Essa não é a primeira descoberta arqueológica feita por esse grupo de pesquisadores no sitio arqueológico de Serranópolis, que iniciou a exploração em outubro de 2021 e já escavou uma área de 40 metros quadrados na Gruta 2 do complexo do Diogo.
Em setembro, eles encontraram um grupo de dez cabeças em uma área de 1 metro quadrado e a 66 cm de profundidade, próximo a restos de cerâmica e carvão. "Conseguimos uma datação de aproximadamente 1,6 mil anos a partir de uma amostra de carvão que estava associada a uma das cabeças", explica Rubin.
O conjunto arqueológico de Serranópolis é considerado um dos mais importantes da América Latina por causa do conjunto de grutas com gravuras e pinturas rupestres, artefatos e instrumentos líticos e cerâmicas. Além da beleza cênica, a cidade é uma referência no povoamento do Cerrado goiano.
As primeiras escavações na região tiveram início da década de 1970 com os professores Pedro Ignácio Schimitz e Altair Sales Barbosa e se estenderam até os anos 1990. Eles chegaram a pesquisar 33 sítios.

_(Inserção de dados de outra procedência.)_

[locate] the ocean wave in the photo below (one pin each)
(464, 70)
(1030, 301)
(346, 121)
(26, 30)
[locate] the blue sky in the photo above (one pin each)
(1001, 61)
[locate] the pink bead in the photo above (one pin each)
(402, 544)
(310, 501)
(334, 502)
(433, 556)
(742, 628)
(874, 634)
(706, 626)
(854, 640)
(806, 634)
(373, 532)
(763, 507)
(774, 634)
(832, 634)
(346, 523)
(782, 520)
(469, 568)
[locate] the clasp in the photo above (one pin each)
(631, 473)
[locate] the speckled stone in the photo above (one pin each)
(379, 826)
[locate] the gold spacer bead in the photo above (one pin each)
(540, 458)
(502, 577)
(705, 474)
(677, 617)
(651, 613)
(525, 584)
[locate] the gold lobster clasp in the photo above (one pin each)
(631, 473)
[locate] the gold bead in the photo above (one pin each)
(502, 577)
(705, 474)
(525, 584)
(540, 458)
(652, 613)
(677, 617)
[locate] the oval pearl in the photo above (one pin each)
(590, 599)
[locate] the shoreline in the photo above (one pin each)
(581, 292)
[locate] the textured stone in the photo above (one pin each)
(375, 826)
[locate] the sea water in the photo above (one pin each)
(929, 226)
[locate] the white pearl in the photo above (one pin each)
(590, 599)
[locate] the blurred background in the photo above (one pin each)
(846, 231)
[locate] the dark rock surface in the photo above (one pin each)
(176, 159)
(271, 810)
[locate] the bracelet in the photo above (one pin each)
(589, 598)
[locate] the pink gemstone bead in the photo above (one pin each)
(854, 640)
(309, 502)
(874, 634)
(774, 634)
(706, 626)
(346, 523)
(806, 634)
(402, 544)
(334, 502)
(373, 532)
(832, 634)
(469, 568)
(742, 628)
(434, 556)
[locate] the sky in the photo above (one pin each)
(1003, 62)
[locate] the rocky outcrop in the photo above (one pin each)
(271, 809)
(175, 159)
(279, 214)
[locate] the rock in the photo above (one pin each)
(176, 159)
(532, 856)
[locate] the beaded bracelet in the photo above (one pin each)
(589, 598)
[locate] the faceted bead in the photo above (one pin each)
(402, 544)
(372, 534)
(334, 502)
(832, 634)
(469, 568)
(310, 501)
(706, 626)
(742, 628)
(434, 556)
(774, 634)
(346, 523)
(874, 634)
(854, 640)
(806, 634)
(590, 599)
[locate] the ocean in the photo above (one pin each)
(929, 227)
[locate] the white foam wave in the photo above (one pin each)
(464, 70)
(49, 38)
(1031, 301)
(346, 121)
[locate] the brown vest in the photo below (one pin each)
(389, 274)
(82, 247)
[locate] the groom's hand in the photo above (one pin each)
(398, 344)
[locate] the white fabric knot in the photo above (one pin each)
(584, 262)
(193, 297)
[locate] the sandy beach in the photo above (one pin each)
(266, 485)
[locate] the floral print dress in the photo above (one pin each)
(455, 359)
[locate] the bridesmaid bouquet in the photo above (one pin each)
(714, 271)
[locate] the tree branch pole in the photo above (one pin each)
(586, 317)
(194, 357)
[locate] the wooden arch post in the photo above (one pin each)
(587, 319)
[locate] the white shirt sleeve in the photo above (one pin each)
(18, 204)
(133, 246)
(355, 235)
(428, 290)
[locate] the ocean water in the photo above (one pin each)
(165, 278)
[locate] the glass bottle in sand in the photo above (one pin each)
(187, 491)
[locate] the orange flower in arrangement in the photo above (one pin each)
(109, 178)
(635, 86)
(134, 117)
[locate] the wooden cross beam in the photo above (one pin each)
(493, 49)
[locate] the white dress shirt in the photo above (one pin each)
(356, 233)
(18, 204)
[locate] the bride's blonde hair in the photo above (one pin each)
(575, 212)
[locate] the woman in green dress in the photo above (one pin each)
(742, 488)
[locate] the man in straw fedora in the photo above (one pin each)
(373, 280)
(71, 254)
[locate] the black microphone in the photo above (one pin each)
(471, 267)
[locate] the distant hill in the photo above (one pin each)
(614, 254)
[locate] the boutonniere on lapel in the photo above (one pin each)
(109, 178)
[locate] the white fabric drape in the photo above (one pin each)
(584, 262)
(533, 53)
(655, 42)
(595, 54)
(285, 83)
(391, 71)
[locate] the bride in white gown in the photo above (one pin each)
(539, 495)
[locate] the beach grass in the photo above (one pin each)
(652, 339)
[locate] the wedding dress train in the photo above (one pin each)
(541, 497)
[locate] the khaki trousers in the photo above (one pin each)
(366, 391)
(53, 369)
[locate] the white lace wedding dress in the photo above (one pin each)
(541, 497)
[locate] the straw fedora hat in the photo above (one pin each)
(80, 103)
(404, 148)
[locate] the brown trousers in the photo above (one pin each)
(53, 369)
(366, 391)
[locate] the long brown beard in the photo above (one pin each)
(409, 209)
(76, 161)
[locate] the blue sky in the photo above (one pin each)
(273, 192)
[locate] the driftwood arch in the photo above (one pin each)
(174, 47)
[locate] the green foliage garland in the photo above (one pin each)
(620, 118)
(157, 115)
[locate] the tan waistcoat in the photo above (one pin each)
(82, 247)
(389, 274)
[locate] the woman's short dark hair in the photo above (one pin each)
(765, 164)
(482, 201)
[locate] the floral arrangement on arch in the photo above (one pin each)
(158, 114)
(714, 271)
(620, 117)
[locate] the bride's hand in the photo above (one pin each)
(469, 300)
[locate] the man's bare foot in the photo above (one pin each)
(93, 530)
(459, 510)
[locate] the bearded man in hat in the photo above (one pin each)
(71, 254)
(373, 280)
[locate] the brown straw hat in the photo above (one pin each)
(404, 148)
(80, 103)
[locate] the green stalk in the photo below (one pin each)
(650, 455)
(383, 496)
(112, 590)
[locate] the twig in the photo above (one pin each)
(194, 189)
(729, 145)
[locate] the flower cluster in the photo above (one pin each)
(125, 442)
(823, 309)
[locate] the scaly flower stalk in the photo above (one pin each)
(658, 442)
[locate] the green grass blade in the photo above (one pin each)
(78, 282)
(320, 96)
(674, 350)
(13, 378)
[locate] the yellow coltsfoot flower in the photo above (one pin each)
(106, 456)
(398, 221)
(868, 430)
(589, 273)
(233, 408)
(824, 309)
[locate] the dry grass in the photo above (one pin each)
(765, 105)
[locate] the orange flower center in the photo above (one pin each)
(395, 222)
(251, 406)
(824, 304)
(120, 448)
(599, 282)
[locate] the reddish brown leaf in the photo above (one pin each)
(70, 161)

Com base nos achados das duas equipes, cujas escavações já atingiram 1,90 metros de profundidade, Rubin acredita que diferentes grupos humanos viveram naqueles abrigos, entre caçadores, coletores e ceramistas, grupo bastante caracterizado pelas descobertas. "As novas tecnologias vão nos permitir conhecer melhor esses grupos a partir de analises de DNA e outras informações", acrescenta o pesquisador.